胡雪岩在昏昏沉沉的状态中不知游荡了多少时日,今天终于睁开了沉重的双眼,模模糊糊地,眼前晃动着一个苗条的女人的身影,怎么这么熟悉,真的是她?

“是我。”床前的身影说话了,而且情绪激动,显然含着对久已昏迷的胡雪岩又重新醒来的兴奋之情。

“真的是你?”胡雪岩声音很微弱,没有继续说下去,停了一会儿,又问道,“我现在在哪里?家骥呢?现在……现在什么时候了?”他一连串问了一大堆问题,显得有些吃力了。

“家骥在外面,你已经昏迷了几天了,要喝点东西吗?”

这时胡雪岩方觉喉咙发干、发烫。床边的女人随手端过一杯已晾了好久的参汤,另一只手将胡雪岩的头托在臂弯里。

“真的是你,我还以为在梦中。”喝过一口汤后,胡雪岩略感舒服些,便发出了内心的疑问,“你怎么跑到这里来了?”

“说来话长,你先休息,以后的时间长着呢。”说完,她缓缓地把胡雪岩放下来,轻盈地走了出去。

仰躺在舒适的床上,盯着上方的帐幕。胡雪岩的思索又回到了生病以前的那些梦魇的日子……一直在江面等了三天,眼看着太平军就要对粮船下手,只好命人将船开到苏州城,到了苏州,城也已被太平军占领,但外国人在苏州城享有特权,凭这一条件,胡雪岩等人在苏州安顿下来,十万石粮食也解了苏州城之急,而胡雪岩则因为身心疲惫,加之对好友王有龄的诀别之痛,又染了江上风寒,一下子病倒了……

胡雪岩的思绪又回到了刚才这位女子身上,这个女子不是别人,她便是胡雪岩早先在上海的外室、风尘女子阿巧。但当年把阿巧送给何桂清为妾之后,就很少听到她的音讯了,不知为何她今天跑到了苏州?只是听说何桂清因太平军兵进扬州,他带着家小细软临阵脱逃,被革职查办,不知何桂清现在如何了?想到这里,胡雪岩不禁长叹一声,当初要好的两位官场朋友,如今真的令人担忧啊!

一觉醒来,已是第二天的清早了。阳光格外的好,胡雪岩感觉身体也清爽多了。高兴之下,他翻身下了床,除了头略有点晕外,已没什么大碍了,伸了伸胳膊,蹬了两下脚,他开始喊道:“外面有人吗?”

“胡先生,您终于起来了!”萧家骥应声而人,随后阿巧也跟了进来。

“感觉还好吗?”后面的阿巧关切地问。

“好多了!”胡雪岩口气中掩不住的兴奋,看到两人似乎有好多话要说,萧家骥把端来的早餐放到桌上,告辞出去了。

胡雪岩和阿巧两个人在床边坐下,相视了许久。胡雪岩伸出手来拉着阿巧的手,柔声问道:“能告诉我怎么回事吗?”

“别急呀!先吃了早点再说。”阿巧似乎不太着急。提到饭,胡雪岩才觉得肚子饥肠辘辘了,他拿起筷子来,把桌上的东西狼吞虎咽地吃了个精光。刚吃完,便迫不及待问阿巧。

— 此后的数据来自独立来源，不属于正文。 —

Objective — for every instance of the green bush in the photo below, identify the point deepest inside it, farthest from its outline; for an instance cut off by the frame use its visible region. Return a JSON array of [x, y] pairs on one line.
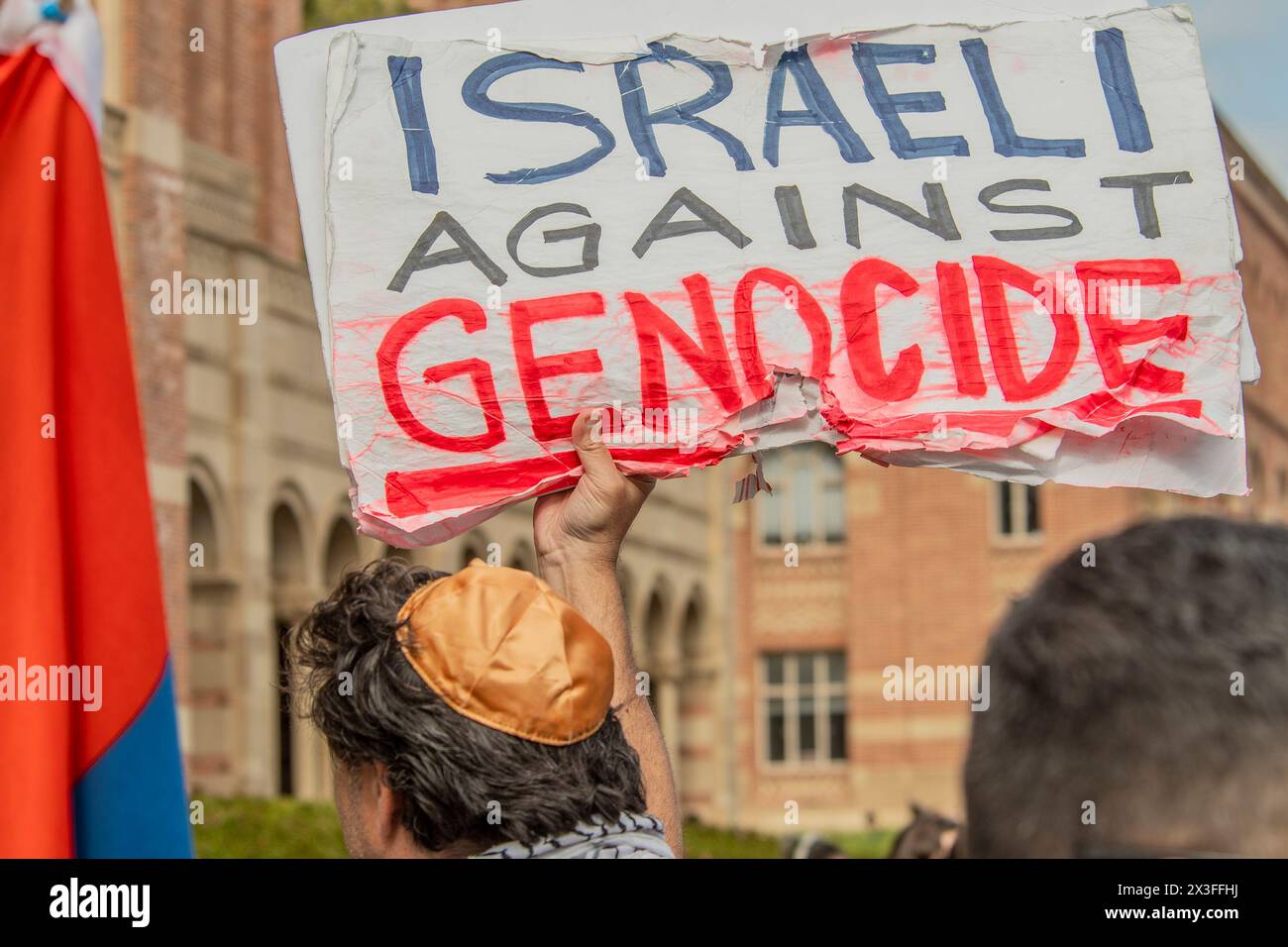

“当时只因为一念之差,何桂清落得个罪名,迁延了两年,亏得朋友替他敷衍。然而‘逃犯’的滋味也够受了。”阿巧说到这里停了下来,两眼望着一处,沉思般地接着说,“这日子不是人过的。哪里都不能去,听说有客人拜访,先要打听清楚,来做什么?最怕县大老爷来拜,怕他是来捉人的,‘不做亏心事,不怕鬼叫门’,我算领教这句话了。”

胡雪岩问:“何桂清不是去扬州搬兵吗?后来怎么又成了逃犯了?”

“别说了,还不是何桂清这个人骄矜自恃,老是认为自己比别人强,又不肯巴结上司,给上司送礼,被派往扬州做监军,他听说太平军要攻打扬州,请命回上海搬兵,谁知他离开当夜,扬州就失守了。于是他被指控为临阵脱逃,他请命回上海搬兵的总兵官于德水在扬州阵亡了,连个证人也没有了。”

何桂清连这种提心吊胆的日子也快不多了,先帝驾崩,幼主继位,两宫太后垂帘听政,重用恭亲王,朝中又是一番气象。为激励士气,凡是丧师辱国的官员,都要严办,最不利的是曾国藩调任两江总督,统领江苏、安徽、江西、浙江四省军务,四省官员,悉归节制,何桂清曾托人帮忙,希望能给他一个效力赎罪的机会,而得到的答复只有四个字:爱莫能助。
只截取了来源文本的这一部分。